Die Wand war glatt, nebelhaft durchsichtig wie zuvor, draußen dehnte sich die endlose Ebene.
»Wir sind eingeschlossen.«
»Seit wann? Haben die Posten nichts bemerkt?«
»Nein. Es muß heute nacht geschehen sein. Gestern noch waren einige Männer hier oben; sie versichern, daß die Öffnung noch bestand.«
»Was werden Sie tun?«
»Behalten Sie es vorerst für sich. Es könnte Unruhe verursachen. Ich nehme die Sache nicht tragisch. Wir können jederzeit wieder sprengen. Wenn es sein muß, sprenge ich die ganze Kuppel in die Luft.«
Er spürte noch den Druck der Elektroden auf der Haut seiner kahlrasierten Schläfen, die Striemen des Pulsschalldetektors am Handgelenk.
Zuerst war er zufrieden gewesen, dann gereizt, dann beunruhigt... es schien sich nicht um eine einfache Verzögerung zu handeln, um eine Verschiebung im Zeitplan – jetzt war er sicher, daß sie irgend etwas vermuteten, einen Verdacht hatten. Die Fragen nach Stimmung, Disziplin, Allgemeinbefinden legten es nahe. Suchten sie nach einem Schuldigen? Wollten sie ihn bestrafen? Dachten sie an eine Meuterei? Hielten sie ihn für den Rädelsführer? Sollte er etwas zugeben, eingestehen, nur um endlich herauszukommen? Aber was?
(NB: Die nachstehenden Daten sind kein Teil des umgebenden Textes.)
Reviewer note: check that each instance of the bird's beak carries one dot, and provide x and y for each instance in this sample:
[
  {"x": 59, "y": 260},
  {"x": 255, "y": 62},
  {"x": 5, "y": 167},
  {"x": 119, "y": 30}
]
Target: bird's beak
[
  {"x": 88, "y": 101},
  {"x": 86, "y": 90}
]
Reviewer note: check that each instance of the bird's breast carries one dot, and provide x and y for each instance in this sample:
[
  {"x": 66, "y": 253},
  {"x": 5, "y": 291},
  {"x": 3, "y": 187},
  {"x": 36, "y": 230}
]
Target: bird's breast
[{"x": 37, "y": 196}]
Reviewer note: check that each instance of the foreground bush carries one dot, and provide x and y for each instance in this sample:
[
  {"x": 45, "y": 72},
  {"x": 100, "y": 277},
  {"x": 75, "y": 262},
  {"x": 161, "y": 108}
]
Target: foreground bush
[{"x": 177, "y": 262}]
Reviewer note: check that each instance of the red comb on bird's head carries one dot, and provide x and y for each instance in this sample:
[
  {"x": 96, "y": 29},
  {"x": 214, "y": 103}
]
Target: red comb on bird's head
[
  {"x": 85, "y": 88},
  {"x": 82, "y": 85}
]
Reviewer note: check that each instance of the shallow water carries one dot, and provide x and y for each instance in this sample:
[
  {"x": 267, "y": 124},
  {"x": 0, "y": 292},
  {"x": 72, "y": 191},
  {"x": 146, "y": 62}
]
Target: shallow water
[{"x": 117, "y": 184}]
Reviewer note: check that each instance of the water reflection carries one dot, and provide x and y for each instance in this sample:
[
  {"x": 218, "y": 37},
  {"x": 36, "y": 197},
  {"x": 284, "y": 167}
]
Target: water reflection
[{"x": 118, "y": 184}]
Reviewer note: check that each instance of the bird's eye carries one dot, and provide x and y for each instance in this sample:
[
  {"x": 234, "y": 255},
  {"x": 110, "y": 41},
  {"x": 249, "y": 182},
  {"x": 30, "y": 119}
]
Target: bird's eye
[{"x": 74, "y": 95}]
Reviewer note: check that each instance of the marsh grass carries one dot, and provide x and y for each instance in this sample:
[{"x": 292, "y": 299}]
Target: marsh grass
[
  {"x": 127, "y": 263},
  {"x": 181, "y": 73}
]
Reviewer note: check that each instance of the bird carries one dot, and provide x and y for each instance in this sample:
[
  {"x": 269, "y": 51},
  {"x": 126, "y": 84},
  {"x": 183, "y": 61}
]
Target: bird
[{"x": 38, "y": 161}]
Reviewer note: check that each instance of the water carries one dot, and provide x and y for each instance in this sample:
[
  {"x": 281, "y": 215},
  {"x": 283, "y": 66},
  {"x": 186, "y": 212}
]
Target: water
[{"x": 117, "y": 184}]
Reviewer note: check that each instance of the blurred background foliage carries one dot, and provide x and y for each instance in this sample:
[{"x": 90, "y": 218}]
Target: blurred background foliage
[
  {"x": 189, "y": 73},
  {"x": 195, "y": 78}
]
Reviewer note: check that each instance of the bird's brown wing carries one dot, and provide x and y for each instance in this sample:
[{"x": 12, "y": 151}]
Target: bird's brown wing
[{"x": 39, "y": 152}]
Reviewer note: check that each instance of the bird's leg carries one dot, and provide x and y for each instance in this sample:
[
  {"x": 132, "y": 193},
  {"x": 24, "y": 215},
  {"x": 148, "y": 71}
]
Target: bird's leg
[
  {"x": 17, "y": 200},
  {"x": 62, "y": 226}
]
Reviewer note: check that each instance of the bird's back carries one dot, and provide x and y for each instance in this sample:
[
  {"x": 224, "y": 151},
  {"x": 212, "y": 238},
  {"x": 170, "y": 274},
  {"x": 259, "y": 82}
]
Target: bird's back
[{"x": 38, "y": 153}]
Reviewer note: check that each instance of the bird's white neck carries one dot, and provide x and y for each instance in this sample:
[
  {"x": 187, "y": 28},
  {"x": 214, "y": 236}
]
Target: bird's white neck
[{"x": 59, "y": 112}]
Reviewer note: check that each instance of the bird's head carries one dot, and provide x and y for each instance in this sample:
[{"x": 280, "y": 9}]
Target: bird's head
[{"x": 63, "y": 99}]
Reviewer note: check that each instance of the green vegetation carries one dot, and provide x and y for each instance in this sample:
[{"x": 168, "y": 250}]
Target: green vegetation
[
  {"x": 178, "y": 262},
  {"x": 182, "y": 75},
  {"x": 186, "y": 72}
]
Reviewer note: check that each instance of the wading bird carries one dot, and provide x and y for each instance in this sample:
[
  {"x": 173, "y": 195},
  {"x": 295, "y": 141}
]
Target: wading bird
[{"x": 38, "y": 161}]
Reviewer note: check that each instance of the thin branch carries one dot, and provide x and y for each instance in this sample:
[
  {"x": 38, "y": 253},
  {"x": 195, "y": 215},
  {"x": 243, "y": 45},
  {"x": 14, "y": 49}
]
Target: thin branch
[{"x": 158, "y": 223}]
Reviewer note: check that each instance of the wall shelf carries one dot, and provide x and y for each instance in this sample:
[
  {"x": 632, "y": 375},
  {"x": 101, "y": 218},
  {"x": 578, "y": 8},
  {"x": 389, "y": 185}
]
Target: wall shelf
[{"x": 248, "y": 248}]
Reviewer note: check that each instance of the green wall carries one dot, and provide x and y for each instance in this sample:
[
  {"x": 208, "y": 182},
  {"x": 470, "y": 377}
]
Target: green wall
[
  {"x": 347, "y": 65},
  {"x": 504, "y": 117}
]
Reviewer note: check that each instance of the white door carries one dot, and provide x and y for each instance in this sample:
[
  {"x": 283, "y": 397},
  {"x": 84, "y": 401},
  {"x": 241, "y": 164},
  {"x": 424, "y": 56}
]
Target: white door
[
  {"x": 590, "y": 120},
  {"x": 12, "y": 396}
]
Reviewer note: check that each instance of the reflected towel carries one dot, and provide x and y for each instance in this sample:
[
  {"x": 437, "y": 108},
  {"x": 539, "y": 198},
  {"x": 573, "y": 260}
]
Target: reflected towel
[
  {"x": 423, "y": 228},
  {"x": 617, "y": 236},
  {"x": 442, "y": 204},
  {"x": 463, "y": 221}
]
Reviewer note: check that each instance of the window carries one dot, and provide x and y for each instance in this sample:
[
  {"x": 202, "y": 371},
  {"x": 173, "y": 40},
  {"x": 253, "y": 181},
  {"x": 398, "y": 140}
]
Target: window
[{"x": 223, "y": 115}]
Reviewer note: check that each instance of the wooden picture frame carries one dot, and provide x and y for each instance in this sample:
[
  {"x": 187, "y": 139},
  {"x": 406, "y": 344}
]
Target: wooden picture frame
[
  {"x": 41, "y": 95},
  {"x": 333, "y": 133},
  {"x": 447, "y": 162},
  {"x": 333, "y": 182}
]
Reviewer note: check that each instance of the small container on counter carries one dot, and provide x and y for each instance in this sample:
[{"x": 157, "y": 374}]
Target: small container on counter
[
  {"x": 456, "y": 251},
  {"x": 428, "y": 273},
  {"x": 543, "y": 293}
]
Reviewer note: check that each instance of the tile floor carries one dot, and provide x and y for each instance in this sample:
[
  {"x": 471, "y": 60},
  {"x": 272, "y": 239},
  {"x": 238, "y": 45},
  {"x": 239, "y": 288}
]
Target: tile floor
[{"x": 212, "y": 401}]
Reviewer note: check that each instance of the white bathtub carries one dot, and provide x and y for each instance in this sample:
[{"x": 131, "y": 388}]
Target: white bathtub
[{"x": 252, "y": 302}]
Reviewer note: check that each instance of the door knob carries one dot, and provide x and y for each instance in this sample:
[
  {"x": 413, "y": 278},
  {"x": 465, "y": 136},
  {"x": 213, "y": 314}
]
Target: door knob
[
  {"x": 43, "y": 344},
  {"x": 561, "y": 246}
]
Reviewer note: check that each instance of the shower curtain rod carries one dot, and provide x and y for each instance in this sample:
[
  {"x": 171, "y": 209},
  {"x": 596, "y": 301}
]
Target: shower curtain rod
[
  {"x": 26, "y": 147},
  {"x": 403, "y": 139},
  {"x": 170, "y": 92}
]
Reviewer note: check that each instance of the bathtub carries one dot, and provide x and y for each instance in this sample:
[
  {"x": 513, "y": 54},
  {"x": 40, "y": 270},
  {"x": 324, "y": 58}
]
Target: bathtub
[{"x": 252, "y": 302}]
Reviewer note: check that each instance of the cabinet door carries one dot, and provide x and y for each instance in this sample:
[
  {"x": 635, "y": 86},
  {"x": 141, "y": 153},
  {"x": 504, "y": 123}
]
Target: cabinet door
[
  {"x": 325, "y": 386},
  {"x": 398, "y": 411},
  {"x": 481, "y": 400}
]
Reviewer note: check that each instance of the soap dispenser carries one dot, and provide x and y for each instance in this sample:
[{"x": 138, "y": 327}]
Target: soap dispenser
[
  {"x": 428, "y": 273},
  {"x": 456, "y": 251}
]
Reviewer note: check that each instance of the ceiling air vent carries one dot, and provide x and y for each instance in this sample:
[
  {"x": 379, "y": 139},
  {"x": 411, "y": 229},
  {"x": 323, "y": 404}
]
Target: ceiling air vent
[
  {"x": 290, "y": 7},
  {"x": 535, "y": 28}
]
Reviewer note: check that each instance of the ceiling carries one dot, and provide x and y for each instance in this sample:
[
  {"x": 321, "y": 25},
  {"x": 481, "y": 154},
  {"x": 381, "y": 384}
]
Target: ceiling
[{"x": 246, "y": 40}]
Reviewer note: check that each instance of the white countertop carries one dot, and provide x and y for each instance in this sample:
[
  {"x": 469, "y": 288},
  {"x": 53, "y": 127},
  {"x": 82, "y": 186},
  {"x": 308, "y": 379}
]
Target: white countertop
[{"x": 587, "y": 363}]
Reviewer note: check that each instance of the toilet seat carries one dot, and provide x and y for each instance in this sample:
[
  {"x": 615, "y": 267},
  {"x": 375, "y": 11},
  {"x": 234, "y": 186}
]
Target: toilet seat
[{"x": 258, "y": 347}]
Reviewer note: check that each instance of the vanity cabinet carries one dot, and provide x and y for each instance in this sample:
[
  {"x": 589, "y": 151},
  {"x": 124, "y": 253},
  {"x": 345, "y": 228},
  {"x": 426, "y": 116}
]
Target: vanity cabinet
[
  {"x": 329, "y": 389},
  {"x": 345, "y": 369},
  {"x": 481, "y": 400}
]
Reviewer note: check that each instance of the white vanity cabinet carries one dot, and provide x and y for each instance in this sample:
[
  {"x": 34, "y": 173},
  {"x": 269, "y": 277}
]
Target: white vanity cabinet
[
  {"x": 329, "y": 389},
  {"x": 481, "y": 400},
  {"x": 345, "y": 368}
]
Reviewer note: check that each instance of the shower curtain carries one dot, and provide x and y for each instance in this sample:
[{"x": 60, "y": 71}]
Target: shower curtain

Er verschwieg nichts, wußte nicht, was er hätte verschweigen sollen. In den ersten Tagen hatte er versucht, Privates für sich zu behalten. Jetzt besaß er längst nichts Privates mehr. Sie merkten es sofort, wenn er etwas verschwieg, und der Arzt hatte ihm einige Male Injektionen gegeben.
Er schüttelte sich. Nicht, daß einem übel wurde, das Völlegefühl im Magen war zu ertragen. Das Unerträgliche war dieser Zwang zu reden. Er hörte sich selbst zu, erstaunt, verwirrt, beschämt, was sich da in ihm formulierte, Dinge, die er von sich selbst nicht wußte, sich nicht eingestand. Es war, als hätte etwas in ihm eine teuflische Freude daran, die intimsten Gefühle zu offenbaren, sie auszubreiten, darin zu wühlen. Dabei war er nicht einmal sicher, ob alles stimmte, was er da von sich gab. Könnte es nicht sein, daß dieses willenlose, willfährige Ich in ihm Geschehnisse erfand, nur um die Zuhörer zufriedenzustellen?